Evidence that anti-drug campaigns were intentionally racist?

by blueberry_crepe

I have heard many drug experts say the different banning of drugs and pursuit of drug criminals was racist. For example, targetting cocaine was due to a racist efforts against blacks.

Is there any evidence this is actually racist? And I define racist as "intentionally racist," not just "consequentially racist." As such, is there historical evidence that policy makers pursued these policies to intentionally be racist, and if only white people did these crimes and the corresponding violence, these laws would not have been passed?

KyleBridge

It really depends on when you're talking. The biggest drug problem in the US has traditionally been opiate use, and most of the time users have been disproportionately white. I know more about the policy-side of things before the 1970s. What follows is lifted from an encyclopedia article I'm writing on drug use/policy in US history. Race comes in at the end, but you should gather that the policies were not, as you put it, "intentionally racist."

Before 1914, virtually no formal controls restricted nationwide drug distribution in the United States. Iatrogenic opiate and cocaine addiction constituted the major drug problems of the late nineteenth century. Opium tincture was long a staple of analgesic patent medicines, and both physicians and patients employed morphine, codeine, and laudanum for a variety of discomforts (without the inconvenience of a prescription), especially after the 1850s advent of the hypodermic needle. Predictably, opiate addiction, what was then called the "opium habit" or "chronic opium intoxication," multiplied for decades and reached epidemic levels by the end of the century. Historian David Courtwright estimates that the rate increased from not more than 0.72 addict per thousand prior to 1842, to a maximum of 4.59 per thousand in the 1890s, or more than sixfold.

Cocaine addiction also spread as the drug became a lauded medical marvel. German chemist Albert Niemann isolated cocaine from coca leaves in 1860, and the resulting powder gained widespread acclaim from doctors by the mid-1880s. Cocaine relieved mucous membrane inflammation, indigestion, depression, and could anesthetize the surface of the eye for surgery. Its stimulating effects, reportedly used to invigorate soldiers on patrol, also potentially offered a new method to wean opiate addicts from their habit. Soon, however, many doctors documented patients developing a dependence, or simply trading the opium habit for cocaine.

By 1902, most medical institutions determined that the current situation was untenable. The American Pharmaceutical Association formally backed nationwide control legislation, and joined the American Medical Association in calling for smoking opium bans. Scrupulous physicians had already begun withholding habituating drugs as problematic addiction became apparent in medical practice. However, as medical use declined, nonmedical use remained conspicuous and increasingly intolerable to the public. The typical addict of the late nineteenth century, an upper- or middle-class white woman who could afford extended medical care, was replaced by the typical addict of the early twentieth century, an underclass urban white male.

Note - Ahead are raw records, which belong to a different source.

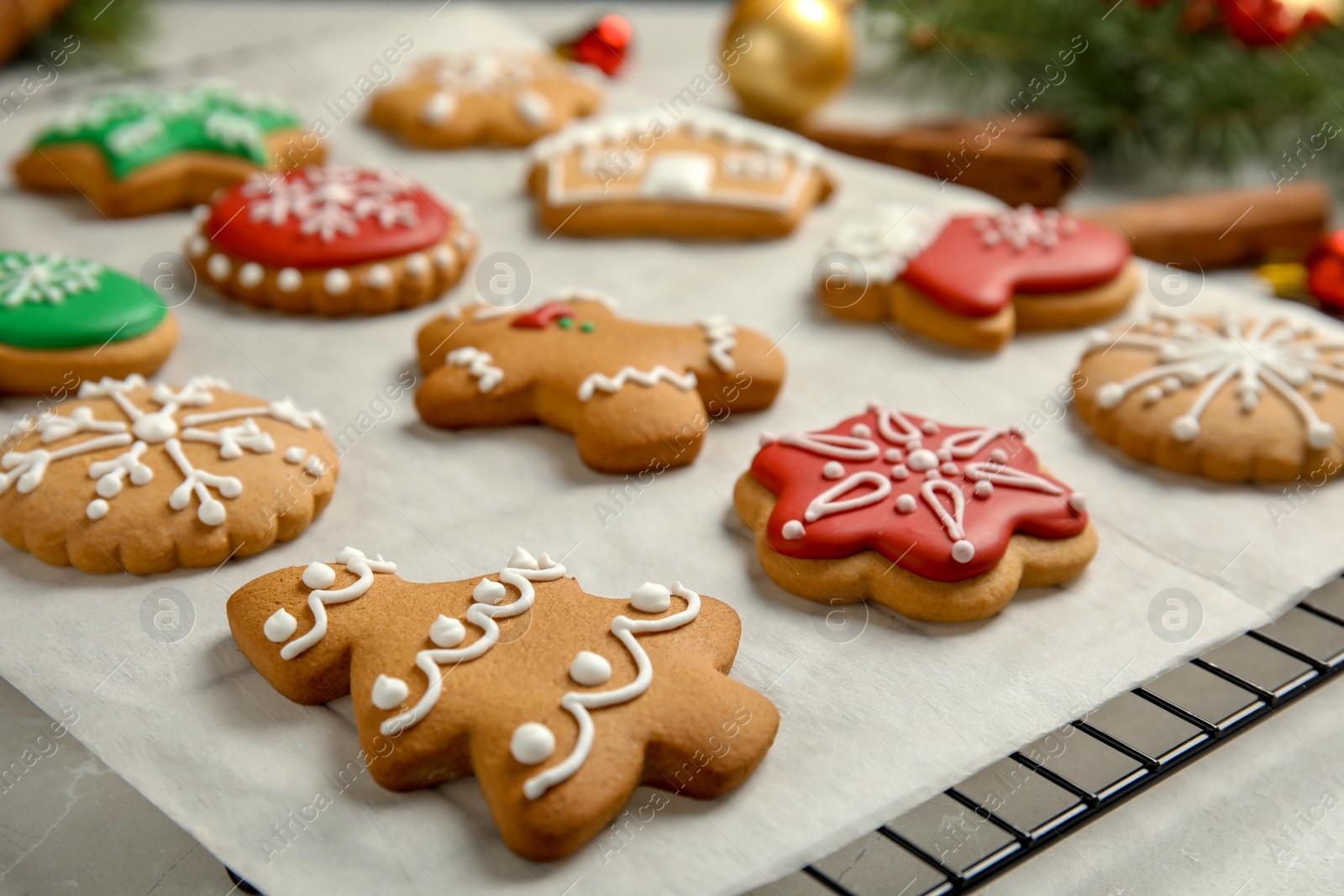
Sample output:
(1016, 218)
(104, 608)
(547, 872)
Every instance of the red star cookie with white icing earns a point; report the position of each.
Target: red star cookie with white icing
(486, 97)
(559, 727)
(974, 280)
(940, 523)
(706, 175)
(635, 396)
(144, 479)
(331, 239)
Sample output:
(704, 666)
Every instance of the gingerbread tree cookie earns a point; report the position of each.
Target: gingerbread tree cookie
(938, 523)
(64, 320)
(331, 239)
(1236, 399)
(134, 152)
(635, 396)
(488, 97)
(144, 479)
(705, 175)
(974, 280)
(561, 703)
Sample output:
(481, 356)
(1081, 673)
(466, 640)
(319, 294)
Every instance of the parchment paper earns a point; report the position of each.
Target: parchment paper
(878, 712)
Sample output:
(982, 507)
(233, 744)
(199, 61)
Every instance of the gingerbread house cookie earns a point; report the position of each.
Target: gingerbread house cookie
(65, 320)
(1236, 399)
(705, 175)
(494, 97)
(558, 727)
(635, 396)
(145, 479)
(974, 280)
(331, 239)
(134, 152)
(940, 523)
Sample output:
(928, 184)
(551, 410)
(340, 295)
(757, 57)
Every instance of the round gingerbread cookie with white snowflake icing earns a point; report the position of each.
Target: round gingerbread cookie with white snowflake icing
(65, 318)
(937, 521)
(331, 239)
(1236, 399)
(132, 477)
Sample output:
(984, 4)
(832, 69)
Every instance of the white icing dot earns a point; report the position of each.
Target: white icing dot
(651, 598)
(487, 591)
(591, 669)
(447, 633)
(922, 459)
(380, 277)
(289, 280)
(218, 266)
(1186, 429)
(319, 575)
(336, 282)
(250, 275)
(1110, 396)
(280, 626)
(531, 743)
(389, 692)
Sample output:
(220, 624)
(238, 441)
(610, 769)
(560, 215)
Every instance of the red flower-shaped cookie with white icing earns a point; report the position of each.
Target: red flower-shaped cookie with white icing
(974, 280)
(331, 241)
(936, 521)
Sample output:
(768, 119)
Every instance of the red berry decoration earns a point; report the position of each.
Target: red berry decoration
(602, 46)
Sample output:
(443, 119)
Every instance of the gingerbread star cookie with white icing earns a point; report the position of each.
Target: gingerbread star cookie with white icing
(635, 396)
(559, 727)
(503, 98)
(65, 320)
(136, 152)
(972, 281)
(706, 175)
(938, 523)
(145, 479)
(331, 239)
(1236, 399)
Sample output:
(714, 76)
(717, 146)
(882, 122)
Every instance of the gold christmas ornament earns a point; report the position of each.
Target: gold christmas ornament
(792, 55)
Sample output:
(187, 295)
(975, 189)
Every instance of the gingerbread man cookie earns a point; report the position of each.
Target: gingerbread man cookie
(705, 175)
(974, 280)
(559, 727)
(134, 152)
(940, 523)
(486, 97)
(635, 396)
(64, 320)
(331, 239)
(1236, 399)
(144, 479)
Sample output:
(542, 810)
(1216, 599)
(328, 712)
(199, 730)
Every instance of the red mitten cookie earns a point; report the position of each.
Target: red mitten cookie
(331, 239)
(558, 701)
(974, 280)
(936, 521)
(635, 396)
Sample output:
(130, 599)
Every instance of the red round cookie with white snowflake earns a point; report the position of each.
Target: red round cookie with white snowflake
(331, 239)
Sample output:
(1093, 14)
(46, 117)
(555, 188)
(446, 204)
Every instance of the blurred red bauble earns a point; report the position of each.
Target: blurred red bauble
(1326, 271)
(602, 46)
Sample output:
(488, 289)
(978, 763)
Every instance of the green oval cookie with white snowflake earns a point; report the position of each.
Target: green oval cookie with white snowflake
(54, 301)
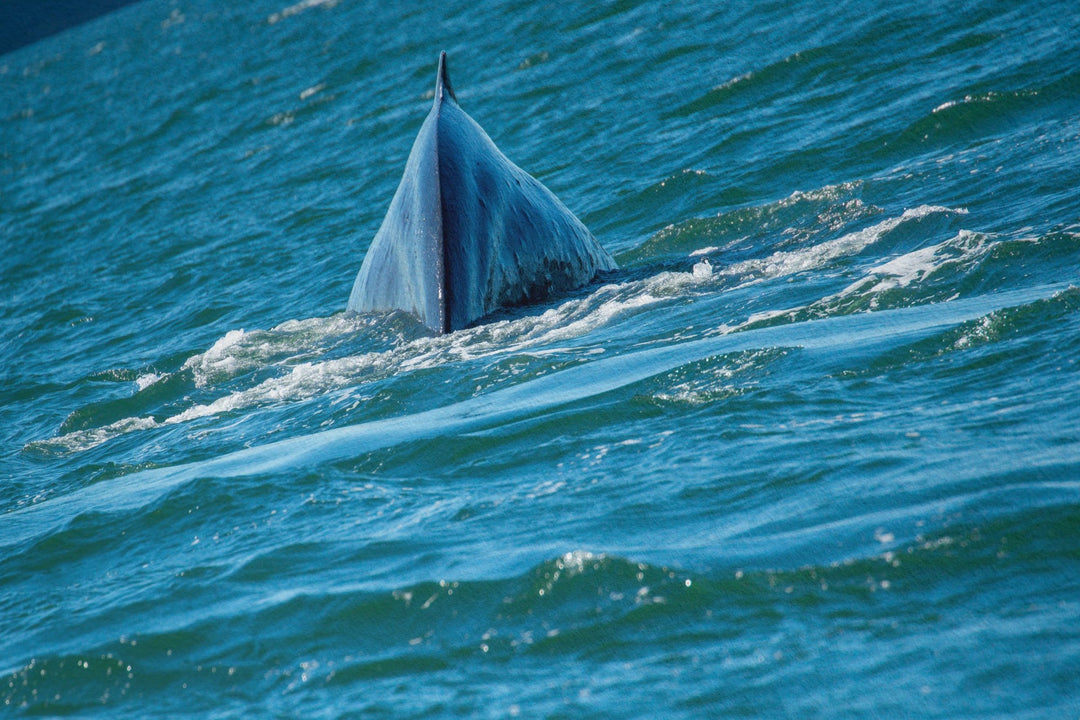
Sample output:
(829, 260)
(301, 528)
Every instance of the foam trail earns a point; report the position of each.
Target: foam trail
(861, 330)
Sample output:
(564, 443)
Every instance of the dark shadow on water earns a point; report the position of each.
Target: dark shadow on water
(26, 22)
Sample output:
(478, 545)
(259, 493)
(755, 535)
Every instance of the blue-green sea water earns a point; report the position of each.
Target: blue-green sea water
(837, 474)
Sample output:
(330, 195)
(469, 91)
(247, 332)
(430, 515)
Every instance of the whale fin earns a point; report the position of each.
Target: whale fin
(443, 82)
(469, 232)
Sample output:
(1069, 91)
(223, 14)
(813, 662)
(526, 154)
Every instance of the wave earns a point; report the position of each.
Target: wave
(280, 636)
(833, 337)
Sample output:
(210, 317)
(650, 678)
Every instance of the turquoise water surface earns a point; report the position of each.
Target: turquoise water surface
(836, 476)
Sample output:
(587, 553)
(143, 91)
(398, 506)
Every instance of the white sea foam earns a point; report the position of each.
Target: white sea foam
(299, 8)
(297, 347)
(790, 262)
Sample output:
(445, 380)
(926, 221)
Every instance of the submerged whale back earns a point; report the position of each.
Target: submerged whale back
(469, 232)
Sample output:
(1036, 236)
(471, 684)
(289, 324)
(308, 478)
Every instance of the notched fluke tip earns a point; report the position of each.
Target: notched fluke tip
(443, 81)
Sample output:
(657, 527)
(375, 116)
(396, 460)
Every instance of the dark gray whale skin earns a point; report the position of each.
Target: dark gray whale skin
(469, 232)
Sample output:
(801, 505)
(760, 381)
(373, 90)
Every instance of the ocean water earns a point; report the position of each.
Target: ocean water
(835, 472)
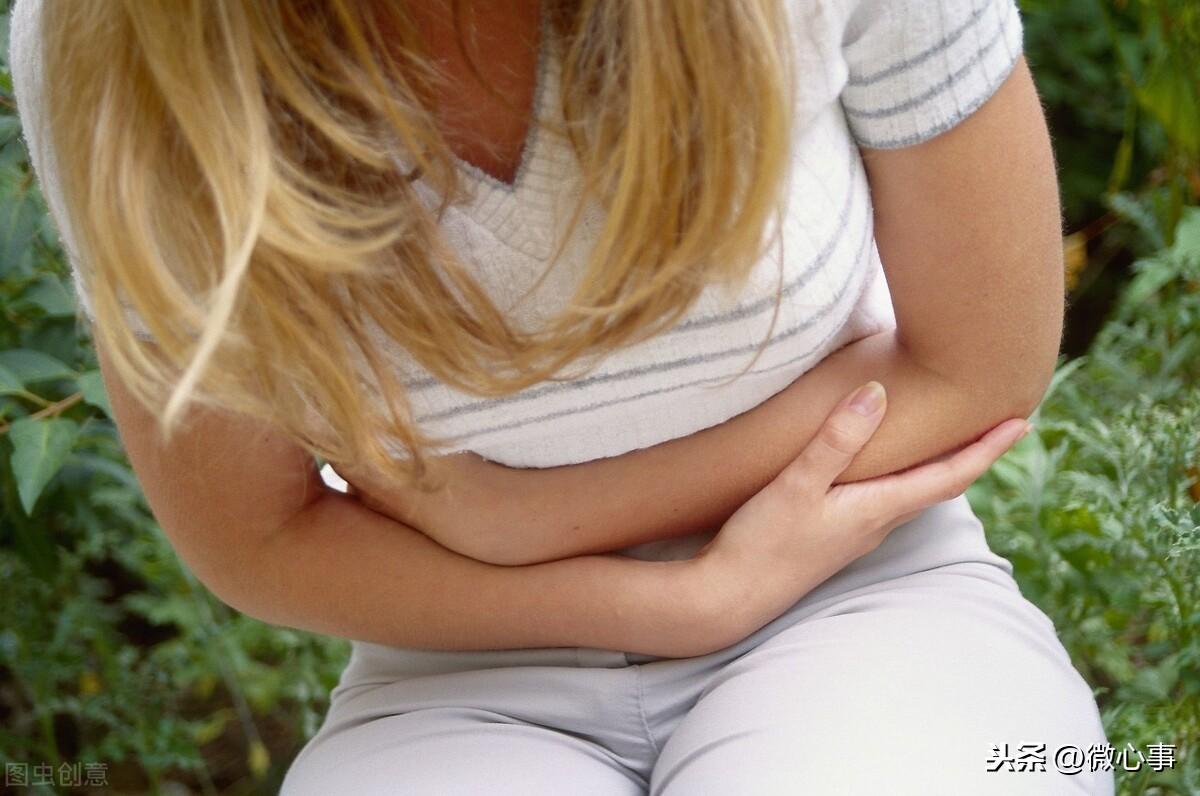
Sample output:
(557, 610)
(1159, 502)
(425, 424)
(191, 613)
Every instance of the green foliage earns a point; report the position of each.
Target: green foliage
(1121, 84)
(111, 651)
(109, 648)
(1098, 512)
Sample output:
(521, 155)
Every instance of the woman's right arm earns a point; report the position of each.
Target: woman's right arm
(245, 508)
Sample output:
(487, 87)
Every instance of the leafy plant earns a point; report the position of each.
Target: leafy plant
(1099, 513)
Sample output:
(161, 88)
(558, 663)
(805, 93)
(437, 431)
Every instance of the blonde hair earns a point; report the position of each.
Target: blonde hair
(227, 169)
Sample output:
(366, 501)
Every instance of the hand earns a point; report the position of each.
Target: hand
(799, 530)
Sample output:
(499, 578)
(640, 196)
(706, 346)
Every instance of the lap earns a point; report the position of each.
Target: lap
(904, 689)
(457, 752)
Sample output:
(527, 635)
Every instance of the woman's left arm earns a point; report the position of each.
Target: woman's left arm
(969, 231)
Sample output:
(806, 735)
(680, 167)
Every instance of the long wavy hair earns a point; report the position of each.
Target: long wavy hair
(228, 173)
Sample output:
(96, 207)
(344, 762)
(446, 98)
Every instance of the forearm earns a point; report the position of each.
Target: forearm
(341, 569)
(697, 482)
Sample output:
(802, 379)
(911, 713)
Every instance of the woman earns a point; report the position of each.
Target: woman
(657, 550)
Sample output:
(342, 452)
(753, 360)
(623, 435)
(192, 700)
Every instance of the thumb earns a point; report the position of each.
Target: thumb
(841, 436)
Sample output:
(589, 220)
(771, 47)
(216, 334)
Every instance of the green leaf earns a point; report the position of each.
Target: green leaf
(40, 447)
(9, 382)
(51, 295)
(30, 365)
(91, 384)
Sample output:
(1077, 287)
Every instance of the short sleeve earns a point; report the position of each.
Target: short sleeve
(918, 67)
(24, 61)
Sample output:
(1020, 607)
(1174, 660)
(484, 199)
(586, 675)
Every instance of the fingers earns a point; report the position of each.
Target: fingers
(946, 478)
(841, 436)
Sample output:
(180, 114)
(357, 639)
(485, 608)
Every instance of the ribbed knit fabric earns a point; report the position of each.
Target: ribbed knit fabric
(880, 73)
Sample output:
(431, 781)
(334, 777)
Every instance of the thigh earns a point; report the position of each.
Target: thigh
(456, 752)
(905, 688)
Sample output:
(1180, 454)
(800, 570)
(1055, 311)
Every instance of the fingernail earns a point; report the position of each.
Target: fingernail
(868, 399)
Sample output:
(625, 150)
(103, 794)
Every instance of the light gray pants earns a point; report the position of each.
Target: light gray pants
(919, 669)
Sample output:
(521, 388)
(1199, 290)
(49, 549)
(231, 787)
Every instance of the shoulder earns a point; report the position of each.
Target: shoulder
(915, 69)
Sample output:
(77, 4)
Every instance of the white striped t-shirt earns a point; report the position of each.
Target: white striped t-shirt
(881, 73)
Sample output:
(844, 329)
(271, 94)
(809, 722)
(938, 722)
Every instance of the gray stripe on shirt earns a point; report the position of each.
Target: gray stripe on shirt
(684, 361)
(942, 85)
(754, 307)
(624, 399)
(924, 55)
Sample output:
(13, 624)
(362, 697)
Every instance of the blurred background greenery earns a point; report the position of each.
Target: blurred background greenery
(111, 651)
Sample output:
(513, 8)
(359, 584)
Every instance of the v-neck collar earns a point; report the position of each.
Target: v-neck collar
(527, 213)
(473, 173)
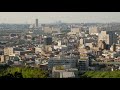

The transformed user population, which concentrated opiate and cocaine addiction to vice dens of tenderloin districts, cemented public opinion against nonmedical drug use.

Algebrace

It is not inherently racist against blacks but rather poor people of which the black population make up a disproportionate amount.

As my lecturer said "crack smack cocaine will give you 5 years in prison for 500 grams while 5 grams of smack crack cocaine will give you 5 years in prison. The difference being that crack smack cocaine is a rich man's drug while smack crack is a poor mans drug".

There is various sources out there detailing how being black will lend to inherent discrimination i.e. longer prison sentences/harsher punishments but that can be seen more as racist enforcers compared to a non-racist law. Whether or not it is intentionally is another issue however as the wording might not be racist but the intent could be.

An example of this would be the White Australia Policy where the wording was not inherently non-racist however the way it was implemented and encouraged was due to it hinging on a dictation test that could be done in any language (so a Chinese person would be given a scandinavian test and fail automatically).

Basically wording wise it is not racist, implementation-wise it is.